A part of Stornoway life (and mine) disappeared last month when the Comhairle announced that the Library coffee shop was to close.
Despite being a popular wee place and a welcome refuge for many fatigued shoppers and drookit holiday makers it was making a loss and rather than looking to turn it around, the decision was taken to shut up shop and hope that someone else would take it over.
Like many families the coffee shop was a welcome refuge when my kids were growing up.
Every Saturday we would drop their mum off at work then hang around the Baltic Bookshop until 10am before heading into the library to get the girls their books before they were allowed their promised treat of hot chocolate with marshmallows and cream whilst I relaxed with a cappuccino and a slice of Bakewell tart.
I was there nearly every week for years and years. My girls remember it fondly and feel a part of their childhood has gone. If anyone thinks it was just a coffee shop then they have never been or went in with their eyes closed.
The staff rarely changed over the years. They were just really nice people and made everyone feel so welcome.
Even the customers who went in on a Saturday morning were the same practically every week.
They were so regular you could set your watch by them and it gave me a warm glow just to see them every week. This wasn’t just a coffee shop; it was a way of life. In fact it was a Stornoway of life.
It was a place for families, for friends and for visitors.
It was somewhere young children could come and sit as a group of friends for the first time up town.
And then there was the window.

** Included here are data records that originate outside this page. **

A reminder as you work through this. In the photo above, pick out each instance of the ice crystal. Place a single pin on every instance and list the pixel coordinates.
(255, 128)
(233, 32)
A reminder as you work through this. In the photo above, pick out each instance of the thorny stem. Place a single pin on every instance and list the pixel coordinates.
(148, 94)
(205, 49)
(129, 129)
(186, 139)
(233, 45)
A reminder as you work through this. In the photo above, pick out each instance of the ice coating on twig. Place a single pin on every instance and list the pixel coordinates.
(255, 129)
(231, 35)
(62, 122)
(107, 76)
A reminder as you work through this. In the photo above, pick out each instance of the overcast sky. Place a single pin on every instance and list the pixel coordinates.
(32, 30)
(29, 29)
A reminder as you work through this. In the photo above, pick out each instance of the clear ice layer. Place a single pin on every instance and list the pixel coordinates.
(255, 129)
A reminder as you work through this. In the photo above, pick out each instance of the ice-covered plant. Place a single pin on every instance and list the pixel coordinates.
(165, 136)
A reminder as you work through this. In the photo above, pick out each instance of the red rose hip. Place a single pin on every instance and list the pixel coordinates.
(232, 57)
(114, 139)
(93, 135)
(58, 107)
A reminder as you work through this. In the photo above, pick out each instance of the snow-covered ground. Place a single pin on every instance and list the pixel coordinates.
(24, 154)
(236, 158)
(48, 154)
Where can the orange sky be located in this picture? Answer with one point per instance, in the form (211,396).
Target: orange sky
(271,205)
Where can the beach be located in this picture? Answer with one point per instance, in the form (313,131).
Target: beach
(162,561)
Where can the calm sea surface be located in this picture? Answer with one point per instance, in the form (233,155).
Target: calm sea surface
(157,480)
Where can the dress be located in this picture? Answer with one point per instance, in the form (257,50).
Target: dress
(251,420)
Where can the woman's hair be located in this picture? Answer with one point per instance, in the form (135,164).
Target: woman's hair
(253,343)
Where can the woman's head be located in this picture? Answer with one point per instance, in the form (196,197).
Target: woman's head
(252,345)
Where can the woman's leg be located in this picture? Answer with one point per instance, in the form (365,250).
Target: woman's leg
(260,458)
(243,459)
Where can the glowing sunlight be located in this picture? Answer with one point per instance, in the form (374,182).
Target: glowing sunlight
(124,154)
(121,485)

The beautiful glass window were you could sit with your coffee and be as nosey as you like as everyone walked by outside because they couldn’t quite see you sitting there.
I cannot believe it closed because of a loss of £48,442 over four years. Now my maths might be rusty but that’s £12,110 (and 50p) each year or £232 per week or even £33 per day. Is that really so difficult to turn around?
The coffee shop had the best prices in town so putting up the price of a hot drink to claw back £30 a day surely couldn’t have been that difficult? Anyway, what’s done is done but I can’t help feel that the town will be a whole lot worse for the loss of £30 a day.
Now it’s Woolworths no more, Hydro no more, Clachan no more, Coffee shop no more. Murdo Maclean’s no more?